旅の仲間 竜の団 4
事の始まりから終わりまでの正確な報告が王城リル・グラーディアに届いたのは4月12日の朝だった。
「何やってんだ!あの小僧がぁ!!!」
報告を受けたグラーダ三世が一声吠えて報告書をその場で破り捨てる。
「何って、『偉業』ですよ。しかも他に類を見ない有史以来の偉業ですって」
宰相ギルバートがつまらなそうに説明する。そして、あらかじめ用意してあった予備の報告書を悔しがるグラーダ三世の前で読み上げる。
「カシム・ペンダートン。グラーダ国王の名の下に竜騎士探索行の依頼を受ける白ランク冒険者。

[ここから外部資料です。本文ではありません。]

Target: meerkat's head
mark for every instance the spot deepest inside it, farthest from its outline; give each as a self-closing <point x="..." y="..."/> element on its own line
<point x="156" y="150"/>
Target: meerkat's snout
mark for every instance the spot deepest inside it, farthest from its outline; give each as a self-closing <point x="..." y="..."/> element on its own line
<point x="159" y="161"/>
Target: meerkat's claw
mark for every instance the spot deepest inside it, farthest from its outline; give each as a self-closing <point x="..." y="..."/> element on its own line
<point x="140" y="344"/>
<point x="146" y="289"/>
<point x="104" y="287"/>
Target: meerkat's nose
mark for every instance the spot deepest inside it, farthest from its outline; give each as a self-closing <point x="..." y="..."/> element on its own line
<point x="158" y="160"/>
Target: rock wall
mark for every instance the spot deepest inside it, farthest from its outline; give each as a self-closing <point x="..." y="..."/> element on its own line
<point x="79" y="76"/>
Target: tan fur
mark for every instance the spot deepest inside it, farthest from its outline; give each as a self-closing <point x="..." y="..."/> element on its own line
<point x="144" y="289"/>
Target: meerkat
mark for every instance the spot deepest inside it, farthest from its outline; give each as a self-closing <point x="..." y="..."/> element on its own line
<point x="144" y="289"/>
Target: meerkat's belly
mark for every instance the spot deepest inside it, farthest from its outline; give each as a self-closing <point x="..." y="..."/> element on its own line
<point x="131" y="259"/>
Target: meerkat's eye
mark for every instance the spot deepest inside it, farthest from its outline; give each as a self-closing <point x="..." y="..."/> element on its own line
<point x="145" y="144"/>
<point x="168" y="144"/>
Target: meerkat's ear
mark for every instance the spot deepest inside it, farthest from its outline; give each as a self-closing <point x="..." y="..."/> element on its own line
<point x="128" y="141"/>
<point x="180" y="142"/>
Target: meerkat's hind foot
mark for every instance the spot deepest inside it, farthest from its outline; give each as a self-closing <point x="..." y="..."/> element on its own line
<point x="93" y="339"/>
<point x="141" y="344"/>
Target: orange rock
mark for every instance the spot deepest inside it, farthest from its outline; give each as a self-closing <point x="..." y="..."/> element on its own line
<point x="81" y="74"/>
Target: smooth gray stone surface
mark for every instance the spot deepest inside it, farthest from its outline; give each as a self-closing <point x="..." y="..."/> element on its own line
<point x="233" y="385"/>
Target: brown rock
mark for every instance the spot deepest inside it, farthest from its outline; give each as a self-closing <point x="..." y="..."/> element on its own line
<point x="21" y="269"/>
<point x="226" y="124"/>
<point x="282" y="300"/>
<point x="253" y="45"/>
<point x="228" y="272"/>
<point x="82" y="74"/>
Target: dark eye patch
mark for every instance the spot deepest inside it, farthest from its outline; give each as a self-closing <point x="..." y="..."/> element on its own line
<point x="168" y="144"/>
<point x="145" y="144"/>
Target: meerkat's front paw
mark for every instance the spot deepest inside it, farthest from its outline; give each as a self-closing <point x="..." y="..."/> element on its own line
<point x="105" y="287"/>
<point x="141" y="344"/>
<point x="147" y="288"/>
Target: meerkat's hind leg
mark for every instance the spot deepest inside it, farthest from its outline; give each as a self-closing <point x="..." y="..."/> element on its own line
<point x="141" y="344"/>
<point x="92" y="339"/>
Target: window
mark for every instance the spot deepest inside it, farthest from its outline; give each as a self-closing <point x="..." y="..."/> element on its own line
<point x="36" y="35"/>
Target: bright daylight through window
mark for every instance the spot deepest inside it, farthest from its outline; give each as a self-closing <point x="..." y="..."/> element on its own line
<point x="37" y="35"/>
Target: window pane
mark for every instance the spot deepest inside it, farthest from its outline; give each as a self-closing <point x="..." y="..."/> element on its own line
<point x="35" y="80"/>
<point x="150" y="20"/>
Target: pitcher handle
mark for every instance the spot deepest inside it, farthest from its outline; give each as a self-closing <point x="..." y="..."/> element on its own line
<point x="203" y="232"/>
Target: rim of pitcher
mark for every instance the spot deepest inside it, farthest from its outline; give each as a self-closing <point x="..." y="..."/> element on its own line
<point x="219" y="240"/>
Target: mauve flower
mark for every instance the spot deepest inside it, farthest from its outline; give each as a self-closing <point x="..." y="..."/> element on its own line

4月6日に悪魔の鎧なる、人々を実験材料にして作り上げた兵器と、大量虐殺を犯した魔法使いとを撃破。これにより22名の犠牲者を救出する事に成功。
その際、捕らわれていたハイエルフ1名を救助する。
後に救援に駆けつけたハイエルフ100人に跪き礼をされる栄誉に浴す。なお、カシムはその際、ハイエルフの里長より『森の友人』の称号を賜る。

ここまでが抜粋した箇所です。